What is the life cycle of a transaction from when the user signs to when it is included in the blockchain?

  1. Once you send a transaction, cryptography generates a transaction hash from the signed transaction (transaction fields and v,r,s)

  2. The transaction is then broadcast to the network and included in a pool with lots of other transactions.

  3. A validator must pick your transaction and include it in a block in order to verify the transaction and consider it "successful".

  4. As time passes the block containing your transaction will be upgraded to "justified" then "finalized". Protocol upgrades make it much more certain that your transaction was successful and will never be altered. Once a block is "finalized" it could only ever be changed by an attack that would cost many billions of dollars.

How does the current Proof of Stake consensus mechanism in Ethereum work?

  • Validating nodes have to stake 32 ETH into a deposit contract as collateral against bad behavior. This helps protect the network because dishonest activity leads to partial or full slashing.

  • In every slot (spaced twelve seconds apart) a validator is randomly selected to be the block proposer.
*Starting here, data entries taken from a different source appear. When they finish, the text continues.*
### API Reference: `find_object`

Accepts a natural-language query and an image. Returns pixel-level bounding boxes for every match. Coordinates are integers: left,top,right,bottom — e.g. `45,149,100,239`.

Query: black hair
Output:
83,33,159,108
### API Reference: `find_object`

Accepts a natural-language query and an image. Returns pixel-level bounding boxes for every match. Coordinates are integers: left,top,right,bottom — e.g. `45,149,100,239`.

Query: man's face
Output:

They bundle transactions together, execute them and determine a new 'state'. They wrap this information into a block and pass it around to other validators.

  • Other validators who hear about a new block re-execute the transactions to ensure they agree with the proposed change to the global state. Assuming the block is valid they add it to their own database.

  • If a validator hears about two conflicting blocks for the same slot, they will pick the one supported by the most staked ETH.

  • When the network performs optimally and honestly, there is only ever one new block at the head of the chain, and all validators attest to it. However, it is possible for validators to have different views of the head of the chain due to network latency or because a block proposer has equivocated.

Therefore, consensus clients require an algorithm to decide which one to favor. The algorithm used in proof-of-stake Ethereum is called , and it works by identifying the fork that has the greatest weight of attestations in its history.